Once could easily see a need here for a director of football, but only if the person filling that role had a considerable track record of responsible spending, intelligent and cost-effective allocation of resources, and a good sense of areas of the player market that have yet to be fully explored as a source of Premier League-ready talent.
I don’t know for certain Joe Kinnear isn’t that man. But I’m pretty damn sure he’s not. In any case, his train wreck interview with talkSPORT yesterday revealed a man who may not have a grasp on things that actually happened in real life. From the Guardian:
On Monday evening Kinnear gave a shambolic interview to Talksport in which the former Wimbledon manager claimed responsibility for signing Tim Krul [a goalkeeper recruited by Graeme Souness] as well as James Perch [bought by Chris Hughton], said Derek Llambezee [Llambias] had resigned as director of football [a position he has never held] and talked about Shola Amenobee, Yohan Kebab and Hatem Ben Afre rather than Shola Ameobi, Yohan Cabaye and Hatem Ben Arfa.
It’s certainly possible that Joe Kinnear’s David Brent-like public deportment may not reflect on his abilities as a future director of football. But if a company were interviewing for a position that involved the oversight of spending tens of millions of pounds on acquisitions vital to the future well-being of the business, and that person claimed the accomplishments of other persons as their own in a public forum mere hours after hiring them, one would hope that company would see the error of their ways and restart the process, whilst at the same apologizing for failing to do due diligence on such a crucial hire.
But this is Newcastle.

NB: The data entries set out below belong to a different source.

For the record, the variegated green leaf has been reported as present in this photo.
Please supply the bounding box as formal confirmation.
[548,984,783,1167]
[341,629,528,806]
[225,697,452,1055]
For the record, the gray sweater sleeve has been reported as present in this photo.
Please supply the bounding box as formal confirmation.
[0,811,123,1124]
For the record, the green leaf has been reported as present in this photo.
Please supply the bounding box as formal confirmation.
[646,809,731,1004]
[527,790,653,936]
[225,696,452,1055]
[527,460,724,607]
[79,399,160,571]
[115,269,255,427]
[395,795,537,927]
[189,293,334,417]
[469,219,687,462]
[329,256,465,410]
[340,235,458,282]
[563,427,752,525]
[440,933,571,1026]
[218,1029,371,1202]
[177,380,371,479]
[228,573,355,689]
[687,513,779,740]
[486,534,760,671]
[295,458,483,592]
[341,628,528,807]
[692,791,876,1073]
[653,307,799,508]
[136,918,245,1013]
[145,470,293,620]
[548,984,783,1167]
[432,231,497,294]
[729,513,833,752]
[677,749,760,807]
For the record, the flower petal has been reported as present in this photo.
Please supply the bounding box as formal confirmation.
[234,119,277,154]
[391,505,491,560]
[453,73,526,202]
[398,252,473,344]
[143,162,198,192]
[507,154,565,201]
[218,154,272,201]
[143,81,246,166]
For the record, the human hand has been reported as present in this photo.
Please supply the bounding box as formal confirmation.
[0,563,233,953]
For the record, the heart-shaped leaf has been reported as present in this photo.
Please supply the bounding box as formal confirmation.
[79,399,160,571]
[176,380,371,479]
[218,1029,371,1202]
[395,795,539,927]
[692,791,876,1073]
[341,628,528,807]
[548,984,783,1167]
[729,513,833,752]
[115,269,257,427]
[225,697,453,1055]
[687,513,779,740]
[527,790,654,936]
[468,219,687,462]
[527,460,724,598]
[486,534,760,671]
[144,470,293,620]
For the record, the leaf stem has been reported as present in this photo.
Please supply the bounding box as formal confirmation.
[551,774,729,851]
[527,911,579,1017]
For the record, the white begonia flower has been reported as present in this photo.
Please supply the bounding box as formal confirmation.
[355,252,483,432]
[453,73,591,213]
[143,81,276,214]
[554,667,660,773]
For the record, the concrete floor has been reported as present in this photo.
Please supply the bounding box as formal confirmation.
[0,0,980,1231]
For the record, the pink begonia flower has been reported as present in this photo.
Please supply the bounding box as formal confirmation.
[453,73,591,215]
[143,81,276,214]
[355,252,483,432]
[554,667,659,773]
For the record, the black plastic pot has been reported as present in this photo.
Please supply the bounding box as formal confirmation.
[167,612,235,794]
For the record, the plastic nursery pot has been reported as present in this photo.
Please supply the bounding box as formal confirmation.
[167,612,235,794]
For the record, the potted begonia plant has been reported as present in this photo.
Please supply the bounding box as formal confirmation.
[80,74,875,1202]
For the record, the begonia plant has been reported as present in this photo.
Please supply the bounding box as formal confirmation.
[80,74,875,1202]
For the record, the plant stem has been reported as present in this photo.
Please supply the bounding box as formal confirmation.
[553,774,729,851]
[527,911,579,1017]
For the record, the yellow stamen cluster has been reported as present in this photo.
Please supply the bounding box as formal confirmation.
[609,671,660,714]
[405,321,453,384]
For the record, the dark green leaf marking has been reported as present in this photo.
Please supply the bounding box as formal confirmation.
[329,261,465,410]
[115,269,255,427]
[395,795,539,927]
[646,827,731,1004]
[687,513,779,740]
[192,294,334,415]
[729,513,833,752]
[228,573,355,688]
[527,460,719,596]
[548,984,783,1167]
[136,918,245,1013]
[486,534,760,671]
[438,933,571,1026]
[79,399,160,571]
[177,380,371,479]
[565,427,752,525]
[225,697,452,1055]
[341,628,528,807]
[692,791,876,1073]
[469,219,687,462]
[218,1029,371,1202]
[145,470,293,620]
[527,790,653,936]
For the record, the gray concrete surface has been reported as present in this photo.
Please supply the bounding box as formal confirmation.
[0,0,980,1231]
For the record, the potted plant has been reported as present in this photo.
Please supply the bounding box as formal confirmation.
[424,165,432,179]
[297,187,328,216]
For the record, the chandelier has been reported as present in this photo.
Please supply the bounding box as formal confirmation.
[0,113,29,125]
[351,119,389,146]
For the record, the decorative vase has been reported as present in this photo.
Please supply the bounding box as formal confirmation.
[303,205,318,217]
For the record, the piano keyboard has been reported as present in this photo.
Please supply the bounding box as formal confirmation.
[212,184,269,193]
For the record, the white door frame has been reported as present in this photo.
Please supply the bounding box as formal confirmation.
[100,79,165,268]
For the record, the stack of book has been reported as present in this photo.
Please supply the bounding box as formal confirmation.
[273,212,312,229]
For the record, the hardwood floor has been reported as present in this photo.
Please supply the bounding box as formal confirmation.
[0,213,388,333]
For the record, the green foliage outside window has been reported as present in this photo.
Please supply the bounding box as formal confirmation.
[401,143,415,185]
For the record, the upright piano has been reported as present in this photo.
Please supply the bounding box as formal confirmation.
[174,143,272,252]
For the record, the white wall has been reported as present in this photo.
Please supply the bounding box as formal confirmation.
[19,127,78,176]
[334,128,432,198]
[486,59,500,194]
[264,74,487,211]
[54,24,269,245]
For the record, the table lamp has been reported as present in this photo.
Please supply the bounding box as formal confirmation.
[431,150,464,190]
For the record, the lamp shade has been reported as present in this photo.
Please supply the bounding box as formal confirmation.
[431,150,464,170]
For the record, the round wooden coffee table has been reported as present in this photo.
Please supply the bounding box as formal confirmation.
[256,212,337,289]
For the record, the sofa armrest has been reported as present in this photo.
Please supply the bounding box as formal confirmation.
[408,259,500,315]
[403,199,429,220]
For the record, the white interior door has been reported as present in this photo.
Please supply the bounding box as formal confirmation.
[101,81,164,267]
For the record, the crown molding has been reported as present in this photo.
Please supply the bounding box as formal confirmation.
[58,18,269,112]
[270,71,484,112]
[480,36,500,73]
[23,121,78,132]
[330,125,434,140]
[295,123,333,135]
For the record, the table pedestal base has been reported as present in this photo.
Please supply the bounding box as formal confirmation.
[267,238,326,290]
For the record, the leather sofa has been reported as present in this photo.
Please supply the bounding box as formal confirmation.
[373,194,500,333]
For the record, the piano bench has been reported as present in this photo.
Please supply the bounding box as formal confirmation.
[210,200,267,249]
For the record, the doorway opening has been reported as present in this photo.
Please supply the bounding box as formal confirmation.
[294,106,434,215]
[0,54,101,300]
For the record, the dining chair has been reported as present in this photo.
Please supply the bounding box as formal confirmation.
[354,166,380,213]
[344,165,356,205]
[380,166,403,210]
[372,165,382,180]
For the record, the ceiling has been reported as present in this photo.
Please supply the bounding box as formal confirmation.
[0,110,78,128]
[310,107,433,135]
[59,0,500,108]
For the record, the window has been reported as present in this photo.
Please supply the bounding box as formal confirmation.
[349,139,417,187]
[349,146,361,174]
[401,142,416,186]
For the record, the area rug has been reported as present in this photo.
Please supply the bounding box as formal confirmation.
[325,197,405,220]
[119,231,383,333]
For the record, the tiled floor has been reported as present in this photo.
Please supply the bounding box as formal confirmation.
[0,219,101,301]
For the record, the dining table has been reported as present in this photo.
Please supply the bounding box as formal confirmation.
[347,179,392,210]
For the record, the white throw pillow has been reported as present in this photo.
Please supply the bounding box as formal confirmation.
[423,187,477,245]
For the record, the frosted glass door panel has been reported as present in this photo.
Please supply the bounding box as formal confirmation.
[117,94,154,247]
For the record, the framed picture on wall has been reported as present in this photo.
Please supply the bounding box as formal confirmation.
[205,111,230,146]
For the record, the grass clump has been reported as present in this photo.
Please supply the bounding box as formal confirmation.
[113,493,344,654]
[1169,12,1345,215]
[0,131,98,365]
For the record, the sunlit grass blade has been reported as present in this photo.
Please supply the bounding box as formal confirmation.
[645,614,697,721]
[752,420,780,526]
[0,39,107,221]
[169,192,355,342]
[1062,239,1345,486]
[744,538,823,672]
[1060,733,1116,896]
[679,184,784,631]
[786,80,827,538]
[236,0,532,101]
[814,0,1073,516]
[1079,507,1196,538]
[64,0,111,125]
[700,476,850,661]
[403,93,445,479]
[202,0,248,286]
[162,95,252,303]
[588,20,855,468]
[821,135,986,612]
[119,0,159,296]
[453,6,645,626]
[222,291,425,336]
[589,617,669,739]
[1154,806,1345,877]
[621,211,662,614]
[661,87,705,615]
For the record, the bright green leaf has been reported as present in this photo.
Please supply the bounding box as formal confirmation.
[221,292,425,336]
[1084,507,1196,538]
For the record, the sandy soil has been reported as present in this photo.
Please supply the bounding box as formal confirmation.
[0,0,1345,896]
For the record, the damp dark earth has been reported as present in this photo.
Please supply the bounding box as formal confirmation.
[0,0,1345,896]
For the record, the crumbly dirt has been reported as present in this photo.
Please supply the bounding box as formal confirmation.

When I first read Louise Taylor’s thesis on how Kinnear got hired–Mike Ashley didn’t like how Alan Pardew ‘shared the blame’ for Newcastle’s struggles last season with the owner, and so hired a director of football as revenge–it struck me as journalistic speculomasturbation in the extreme. Now I’m not so sure. The Premier League, despite any claims that gobs of money somehow equal sophistication, slouches toward television to be born and reborn over and over again, in spite of itself.